We can see that the dataset's average age of the observations is 39 years. The spread of the age group is pretty even, with the least entries from individuals between 55 and 64 and individuals between 45 and 54 years with the most entries. Our dataset is also not skewed as regards region and sex. However, the ratio of smokers to non-smokers in the dataset is 1:4. 

The Average Insurance Cost in the southeast is **14,735.44 dollars**, the highest of the four regions, and is about **2500 dollars** more than the southwest region, which happens to be the region with the least average charge. It is also important to note that the southeast region has the highest average BMI of **33.36** and the lowest average age of all four areas.

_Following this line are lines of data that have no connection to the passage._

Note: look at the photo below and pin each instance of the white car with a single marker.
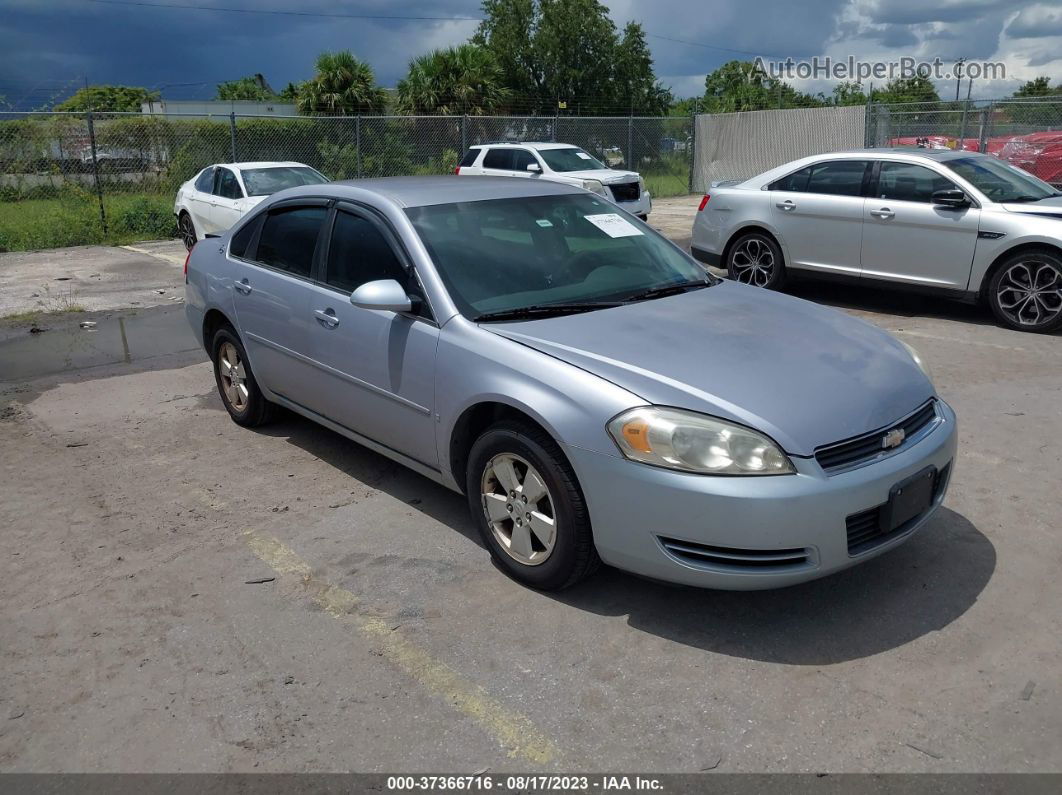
(559, 162)
(221, 194)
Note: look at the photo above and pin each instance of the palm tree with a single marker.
(343, 86)
(459, 80)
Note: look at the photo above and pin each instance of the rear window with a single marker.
(499, 158)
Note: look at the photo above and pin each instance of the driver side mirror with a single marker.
(951, 197)
(386, 294)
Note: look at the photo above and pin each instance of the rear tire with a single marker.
(239, 391)
(756, 259)
(1025, 292)
(544, 541)
(187, 229)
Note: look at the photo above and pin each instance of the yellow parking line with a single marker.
(513, 730)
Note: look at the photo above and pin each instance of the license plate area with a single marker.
(907, 499)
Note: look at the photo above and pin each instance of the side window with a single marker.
(289, 237)
(359, 253)
(523, 158)
(838, 177)
(204, 183)
(795, 182)
(905, 182)
(499, 158)
(238, 246)
(225, 185)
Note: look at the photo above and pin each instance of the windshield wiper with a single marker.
(665, 290)
(545, 310)
(1015, 200)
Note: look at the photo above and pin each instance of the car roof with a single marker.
(421, 191)
(532, 144)
(260, 165)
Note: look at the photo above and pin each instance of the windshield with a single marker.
(510, 254)
(264, 182)
(569, 159)
(999, 180)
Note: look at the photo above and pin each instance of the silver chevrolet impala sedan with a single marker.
(593, 391)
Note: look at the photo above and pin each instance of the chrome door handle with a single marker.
(327, 316)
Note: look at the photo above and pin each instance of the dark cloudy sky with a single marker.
(47, 45)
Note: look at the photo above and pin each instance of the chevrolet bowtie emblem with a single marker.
(893, 438)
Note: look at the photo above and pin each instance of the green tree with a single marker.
(108, 99)
(253, 87)
(636, 89)
(739, 85)
(459, 80)
(342, 86)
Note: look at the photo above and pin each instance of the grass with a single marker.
(73, 219)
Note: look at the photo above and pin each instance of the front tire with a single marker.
(756, 259)
(239, 391)
(530, 511)
(1025, 293)
(187, 229)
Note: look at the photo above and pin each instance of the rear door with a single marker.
(377, 367)
(909, 239)
(819, 212)
(273, 291)
(227, 205)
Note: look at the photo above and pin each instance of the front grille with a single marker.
(735, 559)
(864, 529)
(626, 191)
(869, 446)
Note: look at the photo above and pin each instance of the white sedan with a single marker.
(221, 194)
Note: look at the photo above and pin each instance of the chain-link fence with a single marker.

A significant takeaway is the average insurance cost for a smoker and non-smoker. The average price of insurance for a smoker is about **32000 dollars**, which is about three times the cost for a non-smoker(8400 dollars). *It is important to note that the sample size of smokers in this data set is four times lesser than non-smokers.* Furthermore,  the average insurance cost increases with age; on average, men pay 1000 dollars more than their female counterparts.